Cut to five years later and wanting to swap a bad relationship for an adventure and self-exploration, Eli took her backpack and her burnout on a one-way flight to India. 

India was intentional. It was where she wanted to learn about herself and about intuition and how to let it be her guide. Her purpose in coming to India was the spiritual journey of self-healing. And she did that, soaking in all the rich spiritual culture India had to offer, like Reiki training and astrology. But at some point her questions outnumbered her answers and she needed a break. Cue, Thailand.

Thailand vs. Eli

Eli’s purpose in Thailand fell on the opposite end of the spectrum. This time, she was not there for self-reflection and growth. She wanted to scuba dive, drink beer, and have some fun.

And scuba dive, she did, which unexpectedly led to a friendship with the family of her scuba diving instructor because she accidentally fell through their roof! Like, a 12-feet-onto-concrete kind of fall which left her house bound, in their house. She was seriously injured, cracked ribs and a torn shoulder, and had to push back her plan to fly home by two months. On this forced extension in Thailand, unable to do much but patiently recover, she found herself back in a place of spiritual curiosity, pondering the questions she thought she had left behind in India. 

Not mutually exclusive

Eli was having a hard time reconciling the tension between divine orchestration and free will, a concept she’d wrestled with for years, and didn’t feel like she could go back to NYC until she understood how much control she had over her own life experience. Her questions built on themselves, “If everything is left to divine order, then what am I doing anything for if it doesn’t matter? What’s the point? But free will feels like too much pressure…what do I know?” She was having an existential crisis in Thailand. 
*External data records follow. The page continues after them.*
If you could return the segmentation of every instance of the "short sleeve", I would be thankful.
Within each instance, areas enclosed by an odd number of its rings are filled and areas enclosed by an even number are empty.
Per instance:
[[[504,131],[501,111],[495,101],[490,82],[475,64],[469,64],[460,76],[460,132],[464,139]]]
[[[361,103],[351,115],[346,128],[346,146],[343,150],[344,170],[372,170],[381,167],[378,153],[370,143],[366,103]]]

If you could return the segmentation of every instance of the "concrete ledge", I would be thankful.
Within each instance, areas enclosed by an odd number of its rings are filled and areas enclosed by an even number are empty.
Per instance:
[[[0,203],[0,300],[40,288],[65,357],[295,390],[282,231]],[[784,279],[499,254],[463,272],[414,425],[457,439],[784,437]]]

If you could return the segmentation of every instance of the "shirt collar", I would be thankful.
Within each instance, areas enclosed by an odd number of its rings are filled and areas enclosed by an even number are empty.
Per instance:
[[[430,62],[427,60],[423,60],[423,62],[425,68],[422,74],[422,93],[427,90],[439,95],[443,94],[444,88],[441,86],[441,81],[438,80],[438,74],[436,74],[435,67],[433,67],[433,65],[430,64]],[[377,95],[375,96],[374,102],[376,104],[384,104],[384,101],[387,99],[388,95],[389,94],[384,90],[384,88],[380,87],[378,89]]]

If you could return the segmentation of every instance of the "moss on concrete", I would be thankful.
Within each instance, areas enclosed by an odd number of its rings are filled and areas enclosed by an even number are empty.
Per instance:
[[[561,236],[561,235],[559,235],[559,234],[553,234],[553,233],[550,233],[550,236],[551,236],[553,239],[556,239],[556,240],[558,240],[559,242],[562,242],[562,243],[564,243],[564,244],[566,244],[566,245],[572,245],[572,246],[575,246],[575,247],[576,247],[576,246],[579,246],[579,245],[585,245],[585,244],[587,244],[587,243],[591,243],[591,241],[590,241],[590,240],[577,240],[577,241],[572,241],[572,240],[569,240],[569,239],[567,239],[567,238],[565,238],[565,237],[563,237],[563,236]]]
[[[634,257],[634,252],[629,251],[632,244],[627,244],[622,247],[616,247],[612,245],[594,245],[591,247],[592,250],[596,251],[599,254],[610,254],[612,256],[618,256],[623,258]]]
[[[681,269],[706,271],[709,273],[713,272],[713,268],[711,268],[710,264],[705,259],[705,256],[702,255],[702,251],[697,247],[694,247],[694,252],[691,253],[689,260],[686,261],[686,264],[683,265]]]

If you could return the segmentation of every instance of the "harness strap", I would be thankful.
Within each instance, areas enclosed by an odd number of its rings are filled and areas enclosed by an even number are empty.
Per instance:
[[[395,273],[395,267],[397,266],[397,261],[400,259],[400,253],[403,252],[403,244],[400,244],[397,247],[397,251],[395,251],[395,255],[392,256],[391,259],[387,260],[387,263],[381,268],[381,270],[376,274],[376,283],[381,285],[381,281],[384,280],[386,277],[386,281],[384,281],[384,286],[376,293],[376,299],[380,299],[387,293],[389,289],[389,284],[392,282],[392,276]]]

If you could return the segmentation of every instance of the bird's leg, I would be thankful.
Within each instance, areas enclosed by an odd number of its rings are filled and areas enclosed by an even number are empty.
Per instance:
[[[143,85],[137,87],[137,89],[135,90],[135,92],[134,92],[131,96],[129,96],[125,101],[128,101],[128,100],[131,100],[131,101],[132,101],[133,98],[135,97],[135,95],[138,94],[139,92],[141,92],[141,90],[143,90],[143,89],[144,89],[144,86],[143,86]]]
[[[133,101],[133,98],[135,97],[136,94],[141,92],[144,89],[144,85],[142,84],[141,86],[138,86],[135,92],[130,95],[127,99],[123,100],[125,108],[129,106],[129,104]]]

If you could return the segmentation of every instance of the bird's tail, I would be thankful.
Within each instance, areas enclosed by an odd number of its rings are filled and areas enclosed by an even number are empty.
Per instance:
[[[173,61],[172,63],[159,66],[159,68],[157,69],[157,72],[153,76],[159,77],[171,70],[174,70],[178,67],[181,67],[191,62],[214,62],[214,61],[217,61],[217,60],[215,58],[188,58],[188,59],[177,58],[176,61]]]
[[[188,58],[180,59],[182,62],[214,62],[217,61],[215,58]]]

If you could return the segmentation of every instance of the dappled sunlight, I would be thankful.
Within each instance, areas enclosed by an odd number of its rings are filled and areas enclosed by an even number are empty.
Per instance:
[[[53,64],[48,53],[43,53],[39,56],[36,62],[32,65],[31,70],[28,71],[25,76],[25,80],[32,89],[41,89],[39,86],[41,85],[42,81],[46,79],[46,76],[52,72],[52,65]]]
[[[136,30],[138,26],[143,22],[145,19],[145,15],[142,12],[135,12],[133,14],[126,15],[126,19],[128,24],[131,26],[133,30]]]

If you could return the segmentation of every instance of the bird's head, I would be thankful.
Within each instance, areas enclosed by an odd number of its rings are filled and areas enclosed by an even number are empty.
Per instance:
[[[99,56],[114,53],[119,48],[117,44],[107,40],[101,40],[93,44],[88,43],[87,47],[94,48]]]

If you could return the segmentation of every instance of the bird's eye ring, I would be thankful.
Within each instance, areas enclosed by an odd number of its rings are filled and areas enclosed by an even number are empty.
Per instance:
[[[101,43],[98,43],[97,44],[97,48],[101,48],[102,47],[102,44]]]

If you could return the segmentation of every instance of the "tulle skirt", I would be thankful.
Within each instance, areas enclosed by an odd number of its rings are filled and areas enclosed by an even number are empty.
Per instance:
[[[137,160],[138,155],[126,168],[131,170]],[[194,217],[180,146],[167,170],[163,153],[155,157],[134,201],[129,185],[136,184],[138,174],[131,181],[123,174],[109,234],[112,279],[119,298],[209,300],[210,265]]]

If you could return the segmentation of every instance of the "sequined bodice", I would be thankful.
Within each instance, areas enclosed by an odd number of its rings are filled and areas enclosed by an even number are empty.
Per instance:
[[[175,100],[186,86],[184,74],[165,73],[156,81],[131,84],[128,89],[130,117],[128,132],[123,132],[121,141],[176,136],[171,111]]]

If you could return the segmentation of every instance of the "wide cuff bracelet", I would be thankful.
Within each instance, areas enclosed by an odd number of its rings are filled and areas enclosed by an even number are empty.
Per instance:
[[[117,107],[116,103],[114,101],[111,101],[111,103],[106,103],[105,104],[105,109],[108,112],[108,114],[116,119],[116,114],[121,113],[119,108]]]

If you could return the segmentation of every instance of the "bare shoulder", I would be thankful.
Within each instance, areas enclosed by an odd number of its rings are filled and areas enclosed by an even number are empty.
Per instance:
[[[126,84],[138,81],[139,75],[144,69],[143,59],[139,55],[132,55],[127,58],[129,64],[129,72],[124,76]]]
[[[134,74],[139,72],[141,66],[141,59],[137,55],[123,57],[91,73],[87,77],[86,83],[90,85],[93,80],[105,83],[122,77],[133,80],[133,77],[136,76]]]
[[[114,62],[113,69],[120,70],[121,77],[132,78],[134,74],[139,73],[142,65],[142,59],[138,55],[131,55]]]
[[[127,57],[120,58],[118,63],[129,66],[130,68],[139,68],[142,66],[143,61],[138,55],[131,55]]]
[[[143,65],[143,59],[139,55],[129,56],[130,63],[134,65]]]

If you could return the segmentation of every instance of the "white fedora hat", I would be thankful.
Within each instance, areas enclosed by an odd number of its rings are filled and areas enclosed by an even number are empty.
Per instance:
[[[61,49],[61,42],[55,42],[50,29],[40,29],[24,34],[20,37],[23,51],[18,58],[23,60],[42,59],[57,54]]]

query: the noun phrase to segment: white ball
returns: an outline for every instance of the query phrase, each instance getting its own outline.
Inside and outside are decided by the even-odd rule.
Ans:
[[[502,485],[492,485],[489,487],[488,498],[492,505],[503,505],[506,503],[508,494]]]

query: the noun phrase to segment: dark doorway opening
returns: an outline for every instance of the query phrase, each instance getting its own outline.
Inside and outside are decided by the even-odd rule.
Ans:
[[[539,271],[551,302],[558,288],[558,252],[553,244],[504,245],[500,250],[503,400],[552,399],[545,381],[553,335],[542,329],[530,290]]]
At a juice bar one day she shared her dilemma with a fellow, turning out to be a scientist, who offered her a perspective on her struggle with free will and divine order. He said, “Divine order and free will exist at the same time, but also they both don’t exist because they are constructs of the mind.” She said at that moment she got it. She realized there was nothing to figure out. It was a truth that finally embodied itself in her and since then she has been on a much more joyful, lighter track. She feels free to explore all things otherworldly, mindfulness and wellness, introspection, and her relationship to the universe, at peace knowing that both facets exist at the same time and the intersection is in our observation of it. We are the narrators.